Understanding Promises in JavaScript
Promises in plain language. Pending, fulfilled, rejected, chaining, Promise.all, race, resolve, reject, with pasteable examples.
Async work is most of web dev. Promises are how JavaScript represents "not done yet" without nesting callbacks six levels deep.

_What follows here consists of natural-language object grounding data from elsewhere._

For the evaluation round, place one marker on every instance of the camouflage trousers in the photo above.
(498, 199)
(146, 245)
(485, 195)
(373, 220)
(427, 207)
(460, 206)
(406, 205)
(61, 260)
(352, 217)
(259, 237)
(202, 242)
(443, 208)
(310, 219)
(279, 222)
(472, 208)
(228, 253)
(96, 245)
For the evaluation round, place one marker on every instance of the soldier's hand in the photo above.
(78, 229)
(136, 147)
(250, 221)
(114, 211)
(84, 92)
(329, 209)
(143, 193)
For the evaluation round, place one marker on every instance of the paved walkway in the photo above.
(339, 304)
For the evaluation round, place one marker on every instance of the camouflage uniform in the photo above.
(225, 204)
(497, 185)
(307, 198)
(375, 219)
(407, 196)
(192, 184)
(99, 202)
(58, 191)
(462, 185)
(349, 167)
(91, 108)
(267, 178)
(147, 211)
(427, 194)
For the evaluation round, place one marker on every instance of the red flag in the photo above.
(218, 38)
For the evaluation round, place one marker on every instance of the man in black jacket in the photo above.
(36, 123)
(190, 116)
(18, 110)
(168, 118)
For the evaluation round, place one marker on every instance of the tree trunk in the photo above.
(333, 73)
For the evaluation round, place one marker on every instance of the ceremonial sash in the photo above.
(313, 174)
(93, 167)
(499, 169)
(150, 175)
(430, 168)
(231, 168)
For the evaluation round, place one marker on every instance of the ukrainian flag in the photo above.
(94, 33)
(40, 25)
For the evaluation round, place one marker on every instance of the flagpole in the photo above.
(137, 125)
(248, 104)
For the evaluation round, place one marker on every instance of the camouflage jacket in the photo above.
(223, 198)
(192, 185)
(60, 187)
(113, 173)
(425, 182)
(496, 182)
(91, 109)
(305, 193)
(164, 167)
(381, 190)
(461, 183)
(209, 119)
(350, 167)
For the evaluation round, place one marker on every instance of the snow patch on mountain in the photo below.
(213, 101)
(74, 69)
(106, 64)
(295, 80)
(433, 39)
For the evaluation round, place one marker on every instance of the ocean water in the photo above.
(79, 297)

A Promise holds a future value. It starts pending, becomes fulfilled with a value, or rejected with an error. Settling means leaving pending for one of those two.
Pending
const promise = new Promise((resolve, reject) => {
// async work here
// later: resolve(result) or reject(error)
});
Fulfilled
const promise = new Promise((resolve, reject) => {
setTimeout(() => {
resolve("Operation succeeded!");
}, 2000);
});
promise.then((result) => {
console.log(result);
});
Rejected
const promise = new Promise((resolve, reject) => {
setTimeout(() => {
reject(new Error("Something went wrong!"));
}, 2000);
});
promise.catch((error) => {
console.log(error.message);
});
Chaining
Return a Promise from .then() to chain async steps:
const getUser = () => {
return new Promise((resolve, reject) => {
setTimeout(() => {
resolve({ id: 1, name: "John" });
}, 2000);
});
};
const getUserPosts = (user) => {
return new Promise((resolve, reject) => {
setTimeout(() => {
resolve(["Post 1", "Post 2"]);
}, 2000);
});
};
getUser()
.then((user) => getUserPosts(user))
.then((posts) => console.log(posts));
Promise.all
Waits for every Promise in the array. One failure rejects the whole thing.
const fetchUser = () => {
return new Promise((resolve, reject) => {
setTimeout(() => {
resolve({ id: 1, name: "John" });
}, 2000);
});
};
const fetchPosts = () => {
return new Promise((resolve, reject) => {
setTimeout(() => {
resolve(["Post 1", "Post 2"]);
}, 1500);
});
};
const fetchComments = () => {
return new Promise((resolve, reject) => {
setTimeout(() => {
resolve(["Comment 1", "Comment 2"]);
}, 1000);
});
};
Promise.all([fetchUser(), fetchPosts(), fetchComments()])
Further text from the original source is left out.